All black wolves in the world today -- in Europe, North America, Asia -- descend from an early domesticated dog that decided to leave its new human companions and rejoin wild wolves.

"The feral" exists in a peculiar relationship with the civilized and the domesticated. Unlike men, wolves do not moralize civilization: human companionship and the demands with come with it are either a benefit or they're not. One conforms to what is civil, or what is domesticated, because it's still more secure than the cruelty of nature.

Until it isn't. Unlike the wolf, the dog is expendable. So too is the sheep. One can imagine that in a hard year, the shepherd is actually more dangerous to the sheep than the wolf.

Men are inherently social, but society is incapable of being a moral agent. This might sound strange in our own lips: we ordinarily conceive of civilization as a moral landscape, or so the various culture warriors would have us believe, whether it's Cicero or Jordan Peterson. But civilization is not a moral agent. It is no more capable of morality than the tides of the ocean. Civilization deserves respect in the same sense that a grizzly bear does: ignore it at your peril, benefit from it where you can, but don't think for a moment that it can care about you. Only people can do that.

"But civilization is made of people. That's all it is."

Yes -- but caring is a relationship, whereas civilization is the opposite of a relationship.
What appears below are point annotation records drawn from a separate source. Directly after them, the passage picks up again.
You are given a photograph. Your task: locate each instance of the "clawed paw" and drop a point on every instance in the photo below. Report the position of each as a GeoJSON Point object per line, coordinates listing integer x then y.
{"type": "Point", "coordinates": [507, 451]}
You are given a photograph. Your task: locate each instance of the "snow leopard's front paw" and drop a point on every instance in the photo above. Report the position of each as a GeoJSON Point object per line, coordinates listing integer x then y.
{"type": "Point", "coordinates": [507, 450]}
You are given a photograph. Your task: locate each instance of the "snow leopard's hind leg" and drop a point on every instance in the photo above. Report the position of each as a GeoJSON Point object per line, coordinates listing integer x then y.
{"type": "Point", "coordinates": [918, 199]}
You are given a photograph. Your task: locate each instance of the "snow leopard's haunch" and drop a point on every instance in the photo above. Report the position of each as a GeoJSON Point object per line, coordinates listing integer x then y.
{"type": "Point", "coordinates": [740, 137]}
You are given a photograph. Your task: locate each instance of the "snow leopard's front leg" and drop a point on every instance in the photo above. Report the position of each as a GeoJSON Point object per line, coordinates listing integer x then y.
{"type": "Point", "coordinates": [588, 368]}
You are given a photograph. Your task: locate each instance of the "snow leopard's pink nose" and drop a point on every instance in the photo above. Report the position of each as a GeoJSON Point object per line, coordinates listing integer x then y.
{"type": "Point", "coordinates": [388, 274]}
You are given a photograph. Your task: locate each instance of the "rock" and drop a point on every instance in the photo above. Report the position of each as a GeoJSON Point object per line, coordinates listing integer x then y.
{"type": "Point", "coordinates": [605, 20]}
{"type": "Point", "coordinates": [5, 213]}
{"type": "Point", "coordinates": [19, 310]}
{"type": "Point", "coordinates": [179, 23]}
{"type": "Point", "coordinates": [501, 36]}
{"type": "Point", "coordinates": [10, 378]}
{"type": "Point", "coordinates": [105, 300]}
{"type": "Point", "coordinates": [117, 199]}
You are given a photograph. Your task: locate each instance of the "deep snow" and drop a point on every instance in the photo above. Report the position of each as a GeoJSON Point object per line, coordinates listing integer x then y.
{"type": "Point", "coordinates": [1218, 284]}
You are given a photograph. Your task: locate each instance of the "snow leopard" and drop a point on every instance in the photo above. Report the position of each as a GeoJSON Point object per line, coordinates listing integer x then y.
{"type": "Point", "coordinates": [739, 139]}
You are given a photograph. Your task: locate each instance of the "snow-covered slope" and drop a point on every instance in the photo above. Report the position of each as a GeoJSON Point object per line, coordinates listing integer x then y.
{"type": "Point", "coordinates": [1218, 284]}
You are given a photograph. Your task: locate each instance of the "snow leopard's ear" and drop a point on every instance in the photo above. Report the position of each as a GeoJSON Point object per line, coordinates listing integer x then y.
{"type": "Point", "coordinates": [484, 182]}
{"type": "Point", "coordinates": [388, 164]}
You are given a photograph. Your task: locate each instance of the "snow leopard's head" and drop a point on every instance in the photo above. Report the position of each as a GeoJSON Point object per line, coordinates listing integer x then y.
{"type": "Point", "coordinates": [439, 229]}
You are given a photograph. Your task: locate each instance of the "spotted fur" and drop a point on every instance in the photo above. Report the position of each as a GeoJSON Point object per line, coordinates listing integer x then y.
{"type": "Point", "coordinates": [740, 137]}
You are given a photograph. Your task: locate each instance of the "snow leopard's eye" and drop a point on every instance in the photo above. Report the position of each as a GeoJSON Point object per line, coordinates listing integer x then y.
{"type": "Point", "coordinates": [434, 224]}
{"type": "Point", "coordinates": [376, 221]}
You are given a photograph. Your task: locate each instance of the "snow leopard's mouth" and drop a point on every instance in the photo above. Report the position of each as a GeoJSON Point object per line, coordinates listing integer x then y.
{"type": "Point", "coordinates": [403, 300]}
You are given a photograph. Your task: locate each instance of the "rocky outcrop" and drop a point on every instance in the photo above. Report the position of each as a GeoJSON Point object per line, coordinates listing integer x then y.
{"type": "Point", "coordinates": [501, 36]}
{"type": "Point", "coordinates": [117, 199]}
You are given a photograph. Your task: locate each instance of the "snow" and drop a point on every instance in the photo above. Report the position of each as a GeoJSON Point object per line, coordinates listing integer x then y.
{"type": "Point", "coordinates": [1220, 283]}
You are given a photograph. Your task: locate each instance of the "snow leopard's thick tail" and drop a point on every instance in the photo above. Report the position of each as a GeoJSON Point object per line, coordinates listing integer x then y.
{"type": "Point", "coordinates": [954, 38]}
The entire point of civilization is being able to know how to interact with strangers according to a set of abstract rules. That is its only function. It opens many doors: trade, travel, wage labor, communication. It also opens other doors: tyranny, empire, organized warfare, genocide.

The technology of civilization is one of replacing direct human relationships with institutions, laws, belief systems, and so on -- not because they are better, but because they are scalable.

"But can't people care about each other using laws and institutions?"

They can certainly try. The point is that sometimes it's better to be the dog, other times the wolf.